B) ++ the proviso to sub. Sec (2) of sec. 211 of the Companies Act creates an exemption of applicability of sub. Sec (2) inter-alia in respect of Insurance companies or banking companies or any other companies engaged in generation and supply of electricity for which a form of profit and loss account has been specified in or under the Act governing such class of company. Even if an Insurance Company does not disclose any matter in the Balance Sheet and P&L account because the same is not required to be disclosed by the Insurance Act shall not be treated as non-disclosure of a true and fair view of the state of affairs of the company as the said condition has been relaxed by sub. sec 5 of sec 211 of the Companies Act. In order to align the provisions of the I-T Act with the Companies Act, an amendment has been brought in to the statute by the Finance Act 2012 whereby sec 115JB has been amended w.e.f 2013 and therefore, prior to 1.4.2013, the amended provisions of sec. 115JB cannot be applied in case of Insurance, banking, electricity, generation and distribution companies and other class of companies, which are not required to prepare their accounts and particularly Balance Sheet and P&L account as per part II & III of Schedule VI of the Companies Act.
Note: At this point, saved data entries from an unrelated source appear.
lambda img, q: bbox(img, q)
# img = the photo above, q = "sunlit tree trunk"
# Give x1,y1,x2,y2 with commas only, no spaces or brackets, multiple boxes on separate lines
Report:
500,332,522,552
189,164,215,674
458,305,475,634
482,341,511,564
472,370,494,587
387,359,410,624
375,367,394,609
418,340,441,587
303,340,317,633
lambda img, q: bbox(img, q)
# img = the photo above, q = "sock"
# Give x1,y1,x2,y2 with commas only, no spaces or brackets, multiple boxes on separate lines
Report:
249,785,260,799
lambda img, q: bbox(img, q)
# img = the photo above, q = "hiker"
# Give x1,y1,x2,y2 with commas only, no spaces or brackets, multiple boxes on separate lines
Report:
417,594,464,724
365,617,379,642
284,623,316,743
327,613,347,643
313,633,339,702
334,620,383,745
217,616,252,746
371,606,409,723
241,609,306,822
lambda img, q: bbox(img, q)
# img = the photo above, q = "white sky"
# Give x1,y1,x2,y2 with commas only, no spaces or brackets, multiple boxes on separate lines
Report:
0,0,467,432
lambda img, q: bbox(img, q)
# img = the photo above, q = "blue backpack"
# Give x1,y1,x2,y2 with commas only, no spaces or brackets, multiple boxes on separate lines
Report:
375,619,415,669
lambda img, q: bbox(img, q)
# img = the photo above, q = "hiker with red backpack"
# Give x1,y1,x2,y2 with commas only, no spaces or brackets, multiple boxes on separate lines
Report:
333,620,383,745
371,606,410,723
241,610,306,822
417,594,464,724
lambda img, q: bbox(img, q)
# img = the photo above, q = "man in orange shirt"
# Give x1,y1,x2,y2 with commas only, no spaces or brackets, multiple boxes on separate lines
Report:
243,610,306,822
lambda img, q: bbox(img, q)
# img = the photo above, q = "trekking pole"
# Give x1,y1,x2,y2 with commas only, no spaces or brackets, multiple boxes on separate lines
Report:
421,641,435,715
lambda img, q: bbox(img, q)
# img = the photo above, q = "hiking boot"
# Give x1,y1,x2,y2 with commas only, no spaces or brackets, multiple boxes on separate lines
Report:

Thus, when the insurance companies, banking companies and electricity generation and distributions companies are treated in the same class as per the provisions of sec 211 of the Companies Act in preparing their final accounts, then these companies cannot be treated differently for the purpose of sec. 115JB and accordingly, the provisions of sec. 115JB are not applicable in the case of the assessee.